Are profits all that matter?
By Steve Moran
This is honestly sucks . . . (I know I will get some heat for using this word, I just don’t know a better word)
It almost makes me want to use bad words . . .
It almost makes me want to support Bernie Sanders for president.
All I Care About is Money
On December 10, 2015 an investment firm by the name of Lucus Advisors LLC issued a letter to the board of directors of Capital Senior Living urging them to consider selling the assets of the company as a way to increase shareholder value. They believe doing this would increase share prices (today, December 14, 2015 around $20.40) by around 57%.
While I have not talked to anyone at Lucus or Capital Senior Living about this letter, it seems pretty apparent all Lucas cares about is increasing the share price.
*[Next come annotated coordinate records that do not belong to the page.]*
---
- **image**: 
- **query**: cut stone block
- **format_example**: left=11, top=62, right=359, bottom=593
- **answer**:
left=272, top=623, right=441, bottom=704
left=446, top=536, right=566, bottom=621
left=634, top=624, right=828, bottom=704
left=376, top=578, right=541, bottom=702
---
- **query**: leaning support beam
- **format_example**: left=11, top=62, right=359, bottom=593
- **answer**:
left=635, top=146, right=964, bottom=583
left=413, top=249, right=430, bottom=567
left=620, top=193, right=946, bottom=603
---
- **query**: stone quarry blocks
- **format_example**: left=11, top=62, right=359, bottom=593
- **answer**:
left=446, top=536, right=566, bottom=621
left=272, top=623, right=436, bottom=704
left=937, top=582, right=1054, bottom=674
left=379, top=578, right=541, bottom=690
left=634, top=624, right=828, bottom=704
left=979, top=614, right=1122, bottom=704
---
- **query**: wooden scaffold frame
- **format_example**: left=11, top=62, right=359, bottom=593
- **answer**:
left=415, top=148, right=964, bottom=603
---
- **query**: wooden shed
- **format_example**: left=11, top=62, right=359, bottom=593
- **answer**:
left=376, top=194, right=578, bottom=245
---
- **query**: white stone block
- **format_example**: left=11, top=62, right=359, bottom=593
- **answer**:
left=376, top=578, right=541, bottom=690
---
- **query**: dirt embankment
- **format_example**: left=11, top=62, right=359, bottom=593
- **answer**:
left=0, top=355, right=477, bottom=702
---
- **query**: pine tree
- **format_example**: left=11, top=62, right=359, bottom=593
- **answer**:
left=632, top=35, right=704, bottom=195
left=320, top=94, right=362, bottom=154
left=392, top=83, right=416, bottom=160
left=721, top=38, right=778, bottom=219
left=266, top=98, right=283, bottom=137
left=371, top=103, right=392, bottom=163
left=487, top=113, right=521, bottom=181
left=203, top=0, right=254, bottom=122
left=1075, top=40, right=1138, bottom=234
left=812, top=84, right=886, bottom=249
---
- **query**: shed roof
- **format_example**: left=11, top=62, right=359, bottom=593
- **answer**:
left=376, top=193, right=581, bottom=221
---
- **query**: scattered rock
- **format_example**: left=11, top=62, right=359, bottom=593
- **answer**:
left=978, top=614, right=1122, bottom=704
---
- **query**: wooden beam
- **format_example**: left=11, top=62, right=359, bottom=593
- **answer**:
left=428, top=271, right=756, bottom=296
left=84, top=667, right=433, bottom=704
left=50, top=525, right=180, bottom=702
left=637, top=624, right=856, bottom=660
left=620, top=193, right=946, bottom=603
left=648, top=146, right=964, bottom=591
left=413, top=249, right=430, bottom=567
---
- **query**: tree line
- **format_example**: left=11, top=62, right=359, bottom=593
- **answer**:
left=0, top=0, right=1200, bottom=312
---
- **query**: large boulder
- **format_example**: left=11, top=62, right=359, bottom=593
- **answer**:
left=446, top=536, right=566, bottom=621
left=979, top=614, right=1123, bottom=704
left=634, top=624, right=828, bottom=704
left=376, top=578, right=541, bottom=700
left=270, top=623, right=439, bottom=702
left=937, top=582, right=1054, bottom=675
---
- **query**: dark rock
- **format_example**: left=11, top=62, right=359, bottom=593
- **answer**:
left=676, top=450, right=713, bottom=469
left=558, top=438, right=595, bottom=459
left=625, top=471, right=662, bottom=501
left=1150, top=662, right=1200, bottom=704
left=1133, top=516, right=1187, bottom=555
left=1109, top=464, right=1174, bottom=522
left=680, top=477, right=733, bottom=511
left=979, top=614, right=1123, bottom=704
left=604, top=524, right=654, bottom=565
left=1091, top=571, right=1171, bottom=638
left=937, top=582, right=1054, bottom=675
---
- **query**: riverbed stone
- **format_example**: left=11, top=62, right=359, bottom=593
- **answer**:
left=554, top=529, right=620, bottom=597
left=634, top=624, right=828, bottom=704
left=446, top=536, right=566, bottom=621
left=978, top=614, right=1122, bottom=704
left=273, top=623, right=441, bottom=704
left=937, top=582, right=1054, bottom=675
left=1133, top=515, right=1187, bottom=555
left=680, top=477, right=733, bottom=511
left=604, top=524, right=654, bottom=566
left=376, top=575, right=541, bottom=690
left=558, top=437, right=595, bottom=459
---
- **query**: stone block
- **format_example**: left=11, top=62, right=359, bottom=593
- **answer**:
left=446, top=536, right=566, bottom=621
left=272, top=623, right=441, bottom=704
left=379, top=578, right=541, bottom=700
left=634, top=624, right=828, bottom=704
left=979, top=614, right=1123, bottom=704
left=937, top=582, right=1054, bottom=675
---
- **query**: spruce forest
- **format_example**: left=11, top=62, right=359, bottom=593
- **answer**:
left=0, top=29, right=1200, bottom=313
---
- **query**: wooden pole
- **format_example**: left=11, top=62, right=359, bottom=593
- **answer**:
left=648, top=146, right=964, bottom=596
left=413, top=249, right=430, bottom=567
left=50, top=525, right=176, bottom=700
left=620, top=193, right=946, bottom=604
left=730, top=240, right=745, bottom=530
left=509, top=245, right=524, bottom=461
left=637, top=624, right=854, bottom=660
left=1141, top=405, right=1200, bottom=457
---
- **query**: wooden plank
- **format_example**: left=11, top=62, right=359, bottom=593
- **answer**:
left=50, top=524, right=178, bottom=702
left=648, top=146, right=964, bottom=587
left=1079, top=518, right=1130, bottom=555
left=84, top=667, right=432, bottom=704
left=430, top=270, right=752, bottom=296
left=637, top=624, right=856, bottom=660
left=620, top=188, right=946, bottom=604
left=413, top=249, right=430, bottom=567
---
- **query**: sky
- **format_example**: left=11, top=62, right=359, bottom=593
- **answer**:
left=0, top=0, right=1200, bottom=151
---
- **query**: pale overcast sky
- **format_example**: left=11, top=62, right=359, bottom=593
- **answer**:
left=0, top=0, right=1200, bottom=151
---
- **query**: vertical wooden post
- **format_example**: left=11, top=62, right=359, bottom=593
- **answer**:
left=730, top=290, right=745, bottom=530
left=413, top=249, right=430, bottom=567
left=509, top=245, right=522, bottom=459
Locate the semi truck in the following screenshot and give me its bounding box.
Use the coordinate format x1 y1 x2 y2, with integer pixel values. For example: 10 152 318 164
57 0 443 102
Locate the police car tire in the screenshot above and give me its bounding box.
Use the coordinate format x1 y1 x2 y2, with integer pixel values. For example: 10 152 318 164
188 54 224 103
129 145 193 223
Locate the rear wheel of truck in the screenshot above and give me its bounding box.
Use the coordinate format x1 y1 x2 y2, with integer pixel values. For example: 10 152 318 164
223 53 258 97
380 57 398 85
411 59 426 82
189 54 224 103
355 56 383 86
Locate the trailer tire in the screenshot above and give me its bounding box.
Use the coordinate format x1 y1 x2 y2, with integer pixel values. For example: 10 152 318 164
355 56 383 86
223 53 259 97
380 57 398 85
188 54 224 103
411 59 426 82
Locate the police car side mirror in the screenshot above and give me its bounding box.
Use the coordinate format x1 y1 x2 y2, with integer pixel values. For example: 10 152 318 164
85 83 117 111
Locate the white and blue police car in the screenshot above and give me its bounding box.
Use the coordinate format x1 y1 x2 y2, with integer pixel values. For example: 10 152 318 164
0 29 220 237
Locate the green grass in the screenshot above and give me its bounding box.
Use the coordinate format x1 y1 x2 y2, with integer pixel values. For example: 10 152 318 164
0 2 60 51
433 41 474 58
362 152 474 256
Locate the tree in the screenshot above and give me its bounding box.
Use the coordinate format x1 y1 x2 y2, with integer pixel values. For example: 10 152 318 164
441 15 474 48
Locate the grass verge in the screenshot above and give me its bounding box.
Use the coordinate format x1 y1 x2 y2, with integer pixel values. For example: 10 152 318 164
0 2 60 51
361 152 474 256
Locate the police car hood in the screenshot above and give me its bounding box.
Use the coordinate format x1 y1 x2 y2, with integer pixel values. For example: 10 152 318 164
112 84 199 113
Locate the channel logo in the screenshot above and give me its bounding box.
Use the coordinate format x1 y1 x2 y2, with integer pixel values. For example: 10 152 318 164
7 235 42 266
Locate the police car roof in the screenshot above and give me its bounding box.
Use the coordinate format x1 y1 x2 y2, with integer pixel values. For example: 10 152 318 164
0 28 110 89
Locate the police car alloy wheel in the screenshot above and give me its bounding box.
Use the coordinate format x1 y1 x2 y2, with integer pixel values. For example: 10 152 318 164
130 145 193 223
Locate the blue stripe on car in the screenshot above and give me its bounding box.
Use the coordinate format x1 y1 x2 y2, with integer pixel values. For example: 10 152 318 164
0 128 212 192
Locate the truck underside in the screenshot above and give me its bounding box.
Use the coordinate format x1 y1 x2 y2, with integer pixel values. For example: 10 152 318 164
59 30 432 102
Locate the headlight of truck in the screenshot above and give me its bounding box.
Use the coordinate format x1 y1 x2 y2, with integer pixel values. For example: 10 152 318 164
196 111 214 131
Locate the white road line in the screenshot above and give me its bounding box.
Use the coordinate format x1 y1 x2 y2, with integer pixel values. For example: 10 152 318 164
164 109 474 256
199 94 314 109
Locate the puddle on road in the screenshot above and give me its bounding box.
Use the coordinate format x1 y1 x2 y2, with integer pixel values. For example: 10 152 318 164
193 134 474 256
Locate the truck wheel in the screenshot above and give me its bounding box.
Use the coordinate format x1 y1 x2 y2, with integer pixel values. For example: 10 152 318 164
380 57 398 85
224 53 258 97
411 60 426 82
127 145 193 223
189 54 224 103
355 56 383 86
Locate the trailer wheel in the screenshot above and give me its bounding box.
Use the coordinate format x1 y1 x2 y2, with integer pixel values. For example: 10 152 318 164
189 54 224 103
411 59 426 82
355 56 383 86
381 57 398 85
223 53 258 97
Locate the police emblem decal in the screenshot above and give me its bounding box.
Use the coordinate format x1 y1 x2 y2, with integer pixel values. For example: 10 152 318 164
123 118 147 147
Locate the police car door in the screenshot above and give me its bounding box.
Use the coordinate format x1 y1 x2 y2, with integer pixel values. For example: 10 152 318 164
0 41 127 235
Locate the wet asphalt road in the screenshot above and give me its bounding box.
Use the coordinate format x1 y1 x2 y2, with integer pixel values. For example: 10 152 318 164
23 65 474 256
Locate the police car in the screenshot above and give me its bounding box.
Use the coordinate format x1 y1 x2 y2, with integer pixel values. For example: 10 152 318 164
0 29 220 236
They don’t care that what they are proposing would almost certainly disrupt the lives of seniors and their families. They don’t care about the people who work for the company or the families who depend on that income to survive and thrive.
They don’t care about the long-term health of the company.
Are Profits All That Matter?
When people form and invest in companies they do it to make money. There is nothing wrong with this. In fact, it is a great thing because the profit motive drives people to be excellent at what they do, which means, in the case of senior living, to do a great job serving seniors, family members and team members. Capital has excelled at this. They have a healthy balance sheet and healthy cash flow.
One of the reason for their healthy cash flow and balance sheet is that they do not have the heavy debt service and lease obligations some other senior living companies have. This has to be an operating philosophy that says we are not interested in chasing the very highest short-term shareholder value, rather we want to create long-term sustainable value for shareholders. We want to make sure we take care of our other stakeholders in the business: residents and team members.
Intriguingly it would seem that if the industry does experience an excess supply, this cautious approach might very well be the nest egg that allows Capital Senior Living to make some strategic and opportunistic investments.
Go Pound Sand
I hope the Capital Senior Living board tells Schuster Tanger and Lucus Advisors to GO POUND SAND. It would be a smart and strategic thing to do for at least these reasons:
It would send a strong clear message to residents and family members and prospects that quality resident care is the highest priority and singularly the best path to long-term growth and profitability for Capital Senior Living. It might be the best possible marketing opportunity they ever have.
It will send a strong clear message to team members that they and their families are more important that short-term profits. It will make team members more loyal, it will encourage them to invite their friends to join the team. It is a potential recruitment and retention gift.
Who knows, it might even result in a higher level of awareness about Capital Senior Living, which would move the stock price upward.
Been There Before . . . And It Wasn’t Good
Back in February of 2015 a similar group made a similar demand of Brookdale. At that time the Brookdale share price was around $37. Brookdale added some individuals to the board who were friendly to the idea of spinning off the real estate assets (what the investor group demanded). The REIT spinoff never happened (not to say it couldn’t still happen) and today the Brookdale share price is just under $19.00 a share (December 14, 2015). I am not saying there was a cause and effect, but I do believe, at the very least, the demand for short-term profits was a huge distraction which hurt occupancy and profitability.
I am hopeful The Capital Board will pushback and pushback hard.